RFID UHF Inventory. How to find all tags?
In this article I will not go into the descriptions of RFID technology, there are many resources devoted to this topic. I will touch on only one nuance of the settings, and the algorithm for controlling the RFID scanner, which no one notices, but which allows to achieve phenomenal accuracy and completeness of reading tags in a stationary format. When there is some kind of closed volume and it is necessary to constantly and accurately monitor all tags present, their appearance and disappearance.
Introducing RFID UHF technology to inventory a large quantity of goods in one volume, we faced the problem of unstable reading of the entire volume of tags. When the scanner was working, some of the tags were well read and repeatedly responded to the reader signal. But there were tags in the worst conditions of admission, and these. Tags were not read every cycle, they simply did not reach the turn.

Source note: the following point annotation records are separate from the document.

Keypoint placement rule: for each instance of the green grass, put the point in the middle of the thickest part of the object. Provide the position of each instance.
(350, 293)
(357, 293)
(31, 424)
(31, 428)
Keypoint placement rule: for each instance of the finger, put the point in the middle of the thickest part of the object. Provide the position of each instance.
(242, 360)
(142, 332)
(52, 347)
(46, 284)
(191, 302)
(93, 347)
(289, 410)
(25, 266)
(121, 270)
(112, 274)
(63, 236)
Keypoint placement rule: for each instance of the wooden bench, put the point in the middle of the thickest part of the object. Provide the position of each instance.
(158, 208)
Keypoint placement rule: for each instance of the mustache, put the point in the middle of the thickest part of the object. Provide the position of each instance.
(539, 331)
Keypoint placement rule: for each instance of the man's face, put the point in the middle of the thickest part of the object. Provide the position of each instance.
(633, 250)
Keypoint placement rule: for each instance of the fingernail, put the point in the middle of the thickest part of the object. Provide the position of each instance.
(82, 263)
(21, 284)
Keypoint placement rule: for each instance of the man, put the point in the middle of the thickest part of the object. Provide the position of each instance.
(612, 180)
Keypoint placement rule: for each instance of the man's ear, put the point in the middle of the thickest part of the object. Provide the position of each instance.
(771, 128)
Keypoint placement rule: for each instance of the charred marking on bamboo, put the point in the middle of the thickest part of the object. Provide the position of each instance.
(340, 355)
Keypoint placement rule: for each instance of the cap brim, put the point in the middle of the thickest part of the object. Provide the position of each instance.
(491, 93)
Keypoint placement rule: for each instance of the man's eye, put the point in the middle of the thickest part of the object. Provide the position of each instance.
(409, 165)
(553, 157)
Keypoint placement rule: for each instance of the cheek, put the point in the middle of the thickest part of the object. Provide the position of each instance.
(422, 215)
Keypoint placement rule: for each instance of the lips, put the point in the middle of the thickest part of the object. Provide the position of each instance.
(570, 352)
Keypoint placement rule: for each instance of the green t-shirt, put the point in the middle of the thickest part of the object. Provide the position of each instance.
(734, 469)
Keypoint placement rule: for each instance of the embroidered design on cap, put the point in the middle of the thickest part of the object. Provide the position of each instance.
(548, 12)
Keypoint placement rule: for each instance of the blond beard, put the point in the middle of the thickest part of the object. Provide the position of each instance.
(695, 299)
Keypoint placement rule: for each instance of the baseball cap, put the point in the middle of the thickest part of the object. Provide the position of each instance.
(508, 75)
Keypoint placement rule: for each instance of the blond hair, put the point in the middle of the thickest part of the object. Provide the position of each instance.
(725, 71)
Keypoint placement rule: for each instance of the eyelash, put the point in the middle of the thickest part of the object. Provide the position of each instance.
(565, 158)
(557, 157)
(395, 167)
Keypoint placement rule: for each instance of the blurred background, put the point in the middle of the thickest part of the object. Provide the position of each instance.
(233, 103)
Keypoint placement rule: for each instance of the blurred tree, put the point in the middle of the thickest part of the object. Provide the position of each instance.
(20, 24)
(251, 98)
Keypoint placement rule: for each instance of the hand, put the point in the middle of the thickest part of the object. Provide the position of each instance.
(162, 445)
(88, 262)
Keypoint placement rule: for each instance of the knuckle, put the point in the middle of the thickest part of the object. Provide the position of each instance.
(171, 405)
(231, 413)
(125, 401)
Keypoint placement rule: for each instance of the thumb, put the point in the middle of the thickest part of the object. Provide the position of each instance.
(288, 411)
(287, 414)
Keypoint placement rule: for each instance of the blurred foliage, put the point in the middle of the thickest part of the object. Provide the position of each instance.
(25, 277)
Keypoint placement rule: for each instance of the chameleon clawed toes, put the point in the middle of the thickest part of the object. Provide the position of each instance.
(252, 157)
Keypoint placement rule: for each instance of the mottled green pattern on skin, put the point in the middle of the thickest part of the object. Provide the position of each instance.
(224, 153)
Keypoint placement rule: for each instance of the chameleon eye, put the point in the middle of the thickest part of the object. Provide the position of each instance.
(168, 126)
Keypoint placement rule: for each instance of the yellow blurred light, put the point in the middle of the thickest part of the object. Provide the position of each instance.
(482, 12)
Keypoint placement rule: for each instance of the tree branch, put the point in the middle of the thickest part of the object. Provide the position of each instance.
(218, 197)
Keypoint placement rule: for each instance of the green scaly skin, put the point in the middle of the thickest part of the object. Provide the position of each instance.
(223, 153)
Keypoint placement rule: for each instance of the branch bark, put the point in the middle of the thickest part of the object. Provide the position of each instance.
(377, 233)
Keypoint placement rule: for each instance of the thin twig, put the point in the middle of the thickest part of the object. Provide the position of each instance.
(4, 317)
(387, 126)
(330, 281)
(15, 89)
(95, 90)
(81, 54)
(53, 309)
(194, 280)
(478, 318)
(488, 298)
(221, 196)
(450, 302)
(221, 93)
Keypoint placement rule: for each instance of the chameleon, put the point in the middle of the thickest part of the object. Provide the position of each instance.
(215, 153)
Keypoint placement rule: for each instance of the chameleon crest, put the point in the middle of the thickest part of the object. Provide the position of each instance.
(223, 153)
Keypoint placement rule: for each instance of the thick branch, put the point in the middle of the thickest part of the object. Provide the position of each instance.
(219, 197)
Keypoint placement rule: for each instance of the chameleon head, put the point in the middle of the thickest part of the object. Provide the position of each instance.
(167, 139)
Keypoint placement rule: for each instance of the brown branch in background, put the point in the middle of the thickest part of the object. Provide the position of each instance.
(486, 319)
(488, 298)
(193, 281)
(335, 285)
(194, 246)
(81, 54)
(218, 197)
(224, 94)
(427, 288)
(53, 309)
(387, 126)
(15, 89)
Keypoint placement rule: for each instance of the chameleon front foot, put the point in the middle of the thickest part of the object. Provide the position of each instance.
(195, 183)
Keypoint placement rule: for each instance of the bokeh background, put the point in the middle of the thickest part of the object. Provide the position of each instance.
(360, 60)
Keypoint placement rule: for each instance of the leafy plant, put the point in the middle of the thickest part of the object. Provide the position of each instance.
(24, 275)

For us, for the successful implementation of the project, it was necessary to reduce the label skip error, at least to 1 error per 1000 read cycles. At the same time the number of tags could reach 250 pieces. And we managed to solve this problem. In the process, many issues related to hardware and software were optimized. But the key was the technology that I want to describe here.
The main problem of error-free reading of a large volume of tags was the different quality of communication with different tags. Tags are in good communication conditions, for the read cycle responded hundreds of times. Tags that are in poor conditions of communication, located far away, or being screened, did not respond even once. We managed to solve this problem by setting up the scanner’s operation and its polling algorithm.
The idea was that the tags should not interrupt each other, and even the most poorly readable tag could respond and transmit information to the scanner.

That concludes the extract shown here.